Austin Mayor Tom Stiehm said Thursday that he has decided against taking action on a pending complaint against former city Police Chief Paul Philipp.

In a statement, Stiehm said that since Philipp is no longer a city employee, he isn't subject to disciplinary action by the city. Stiehm also said that even if Philipp were still a city employee, the city wouldn't discipline him over the complaint.

The city took seriously the allegation but does not think that it rises to the level of formal disciplinary action, Stiehm wrote.

"I'm the one who made the decision that no action be taken," he said. "I feel that, with the allegation that's being made, it's not something the city can discipline him for. If we did, it'd be overturned."

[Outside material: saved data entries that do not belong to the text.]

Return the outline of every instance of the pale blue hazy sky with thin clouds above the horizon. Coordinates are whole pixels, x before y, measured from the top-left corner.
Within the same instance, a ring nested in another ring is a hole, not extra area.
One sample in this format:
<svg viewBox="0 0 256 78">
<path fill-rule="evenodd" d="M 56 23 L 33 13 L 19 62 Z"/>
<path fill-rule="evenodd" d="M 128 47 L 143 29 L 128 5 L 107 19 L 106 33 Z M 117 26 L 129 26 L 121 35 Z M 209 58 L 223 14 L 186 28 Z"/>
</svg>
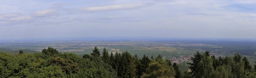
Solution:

Stiehm, a former Austin police detective, said he couldn't specifically say what the substance of the complaint was and would not identify the person who made the allegation.


Assistant City Attorney John Beckmann said Thursday that the substance of the complaint won't be made public because Philipp wasn't disciplined.

"I've been involved with the union for years," said Stiehm, who was an Austin police officer for about 30 years before he retired in 2006. "If we did discipline him and the union filed a grievance, then we would go to mediation or arbitration, and then it would get overturned."

Stiehm would not give any insight as to why Philipp resigned.

"You'd have to ask him," Stiehm said.

City human resources director Tricia Wiechmann said the mayor's decision means that the investigation into the complaint won't continue. She said "information that came to light during the investigation" prompted the mayor to stop the process. She did not elaborate.

Philipp announced his retirement from the department on Jan. 18. He cited the complaint as his reason for making the announcement. Although he said he believed the allegations were "untrue and unfounded," he also said the allegations justified an investigation. Philipp said the existence of the allegations might weaken his ability to lead the police department.

He retired Jan. 31, ending a 31-year career with the department, including 19 years as chief of police.

The police department's two highest-ranking officers — Lt. John Mueller and Detective Brian Krueger — are managing the department's patrol and investigative divisions. A search for a new chief is in the works.